Torque in the sequence and values written in the book ending with the final torque value of ARP's spec.
This is where it gets crazy. You need to "untorque" in the reversal sequence and retorque them all over again IIRC 5 times. The reason for this is to pre stretch the new studs.
Learn from my mistakes as I didn't know this at first and replaced the gaskets again after a few hundred miles because the studs stretched just enough to weep pressure into the water jackets. Also I ended up torquing my studs to 106 ftlbs with no issues since.
When you install the studs, do use the pattern in the engine manual, starting in the center of the head and working out in a circle.
Also do it in steps like the engine manual specifies.
When you read the ARP paper, torque to spec and then remove a minimum of four times.
Then on the fifth install, you are good to go.
The install and remove four times helps the nuts and stud threads wear to each other.
And I payed rather close attention to how many turns it took to get to torque each time I installed mine.
The fifth time each nut turned about 1 turn farther than it did the first time I installed them.

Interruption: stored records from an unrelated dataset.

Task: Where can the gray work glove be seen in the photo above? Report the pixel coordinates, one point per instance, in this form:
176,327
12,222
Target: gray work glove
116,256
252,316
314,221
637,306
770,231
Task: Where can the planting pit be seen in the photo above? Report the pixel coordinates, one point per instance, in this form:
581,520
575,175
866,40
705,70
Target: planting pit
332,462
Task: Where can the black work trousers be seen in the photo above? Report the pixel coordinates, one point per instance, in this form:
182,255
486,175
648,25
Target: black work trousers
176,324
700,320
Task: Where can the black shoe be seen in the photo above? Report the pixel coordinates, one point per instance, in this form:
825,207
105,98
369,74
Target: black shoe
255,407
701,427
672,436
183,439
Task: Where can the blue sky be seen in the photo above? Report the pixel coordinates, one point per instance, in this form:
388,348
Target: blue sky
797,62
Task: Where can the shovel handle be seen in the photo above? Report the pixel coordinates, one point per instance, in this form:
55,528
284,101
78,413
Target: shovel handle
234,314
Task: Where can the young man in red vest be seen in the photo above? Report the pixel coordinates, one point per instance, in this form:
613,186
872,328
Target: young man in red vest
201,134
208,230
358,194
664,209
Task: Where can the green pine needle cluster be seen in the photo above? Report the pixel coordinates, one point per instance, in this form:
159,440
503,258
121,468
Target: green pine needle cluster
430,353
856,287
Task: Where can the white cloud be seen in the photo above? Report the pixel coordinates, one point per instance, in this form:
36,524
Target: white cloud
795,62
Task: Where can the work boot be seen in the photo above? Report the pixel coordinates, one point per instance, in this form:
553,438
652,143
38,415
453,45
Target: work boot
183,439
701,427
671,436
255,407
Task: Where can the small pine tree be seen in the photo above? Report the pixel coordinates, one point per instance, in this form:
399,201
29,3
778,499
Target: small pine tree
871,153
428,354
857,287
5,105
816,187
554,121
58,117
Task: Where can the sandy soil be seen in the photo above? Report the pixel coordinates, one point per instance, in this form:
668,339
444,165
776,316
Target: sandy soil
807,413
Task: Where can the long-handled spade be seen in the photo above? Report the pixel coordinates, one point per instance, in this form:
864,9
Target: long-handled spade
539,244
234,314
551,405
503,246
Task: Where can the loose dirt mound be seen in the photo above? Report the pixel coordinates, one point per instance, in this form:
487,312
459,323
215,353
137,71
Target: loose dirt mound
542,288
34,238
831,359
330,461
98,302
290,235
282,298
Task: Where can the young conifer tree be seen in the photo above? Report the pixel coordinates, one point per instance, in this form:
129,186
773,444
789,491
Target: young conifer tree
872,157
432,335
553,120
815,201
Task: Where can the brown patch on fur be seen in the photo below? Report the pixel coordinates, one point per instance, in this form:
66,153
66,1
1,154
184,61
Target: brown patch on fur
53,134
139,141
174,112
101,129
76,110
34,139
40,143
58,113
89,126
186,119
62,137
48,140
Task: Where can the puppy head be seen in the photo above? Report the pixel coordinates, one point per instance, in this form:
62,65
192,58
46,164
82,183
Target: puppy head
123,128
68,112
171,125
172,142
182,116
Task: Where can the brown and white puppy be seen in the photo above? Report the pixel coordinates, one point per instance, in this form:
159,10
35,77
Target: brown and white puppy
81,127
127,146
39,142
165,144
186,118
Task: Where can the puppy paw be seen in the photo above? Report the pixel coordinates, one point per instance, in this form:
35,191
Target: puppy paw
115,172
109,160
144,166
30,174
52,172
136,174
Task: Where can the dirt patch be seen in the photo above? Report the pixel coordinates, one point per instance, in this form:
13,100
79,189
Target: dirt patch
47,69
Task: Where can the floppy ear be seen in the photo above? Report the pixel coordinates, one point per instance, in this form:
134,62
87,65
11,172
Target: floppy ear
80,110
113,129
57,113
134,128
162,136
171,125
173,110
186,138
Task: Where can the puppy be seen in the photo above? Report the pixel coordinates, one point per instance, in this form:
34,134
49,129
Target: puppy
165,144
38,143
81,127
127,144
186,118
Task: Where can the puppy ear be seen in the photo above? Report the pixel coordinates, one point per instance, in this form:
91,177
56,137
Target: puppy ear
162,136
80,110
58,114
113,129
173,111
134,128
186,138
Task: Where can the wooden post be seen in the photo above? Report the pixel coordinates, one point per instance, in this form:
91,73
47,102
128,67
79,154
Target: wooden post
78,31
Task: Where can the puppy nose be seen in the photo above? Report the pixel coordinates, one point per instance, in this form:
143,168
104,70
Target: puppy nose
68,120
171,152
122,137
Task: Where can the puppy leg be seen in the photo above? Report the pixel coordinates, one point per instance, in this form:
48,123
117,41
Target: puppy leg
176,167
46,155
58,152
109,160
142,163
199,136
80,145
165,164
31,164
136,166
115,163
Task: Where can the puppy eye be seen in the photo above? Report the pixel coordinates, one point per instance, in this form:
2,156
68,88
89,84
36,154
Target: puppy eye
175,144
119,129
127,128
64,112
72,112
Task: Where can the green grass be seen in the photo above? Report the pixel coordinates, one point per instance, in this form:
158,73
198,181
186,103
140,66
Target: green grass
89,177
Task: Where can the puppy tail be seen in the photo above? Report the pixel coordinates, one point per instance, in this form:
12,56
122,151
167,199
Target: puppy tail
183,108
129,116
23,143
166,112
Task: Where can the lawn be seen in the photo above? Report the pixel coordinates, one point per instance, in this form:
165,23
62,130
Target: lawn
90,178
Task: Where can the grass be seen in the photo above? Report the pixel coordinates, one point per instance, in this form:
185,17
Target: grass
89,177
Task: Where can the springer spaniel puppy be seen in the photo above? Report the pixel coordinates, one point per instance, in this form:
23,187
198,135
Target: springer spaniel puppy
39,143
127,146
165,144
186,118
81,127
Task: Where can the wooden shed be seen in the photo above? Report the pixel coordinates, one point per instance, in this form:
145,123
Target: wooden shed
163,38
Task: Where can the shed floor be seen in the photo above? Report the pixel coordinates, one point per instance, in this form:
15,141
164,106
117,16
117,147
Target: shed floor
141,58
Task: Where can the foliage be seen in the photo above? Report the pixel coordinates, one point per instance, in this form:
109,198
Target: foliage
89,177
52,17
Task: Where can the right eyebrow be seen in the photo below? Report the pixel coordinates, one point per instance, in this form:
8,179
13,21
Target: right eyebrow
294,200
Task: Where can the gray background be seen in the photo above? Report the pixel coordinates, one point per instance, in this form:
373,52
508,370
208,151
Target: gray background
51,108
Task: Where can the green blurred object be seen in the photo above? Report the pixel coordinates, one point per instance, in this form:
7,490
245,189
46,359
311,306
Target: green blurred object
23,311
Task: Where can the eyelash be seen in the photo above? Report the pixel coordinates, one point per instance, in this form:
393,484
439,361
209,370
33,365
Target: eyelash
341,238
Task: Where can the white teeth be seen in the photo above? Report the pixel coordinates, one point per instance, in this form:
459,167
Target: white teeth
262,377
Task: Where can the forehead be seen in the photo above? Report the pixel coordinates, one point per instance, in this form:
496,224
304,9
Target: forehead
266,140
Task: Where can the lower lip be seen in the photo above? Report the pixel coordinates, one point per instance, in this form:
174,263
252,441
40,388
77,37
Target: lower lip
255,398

Be sparing with the moly assembly lube, you don't want to contaminate the head gasket or mating surfaces with lube.
I wiped the head and block surface with acetone to remove all traces of oil before I dropped the gaskets and heads on.
I believe that you are collapsing the gasket and seating it. The way metallurgy works, bolts are not rigid. Nothing is totally rigid. The bolts are like real tough springs. They normally stretch. The trick is to stretch them enough to hold the gasket in place under the highest pressures possible while leaving a safety margin for possible anomalies.
couple questions if i could hijack this topic a little. with your arp studs, where did you get them from? how much? did you have to drill your heads at all to fit the studs?
Warozz the ones for the 6.9 are actually for a different application(Iforget what it is)
but are more popular and the price USED to be around 290, not sure these days.
Iirc the ones for the 7.3 were also for a different application but worked on our engines but not as high a seller were in the 500 buck range.
Sounds like I need to search old threads for part numbers.
If I find a turbo for a good deal I will for sure upgrade to ARP. Until then I got brand new heads that PO put on so I am good to go for a while I hope.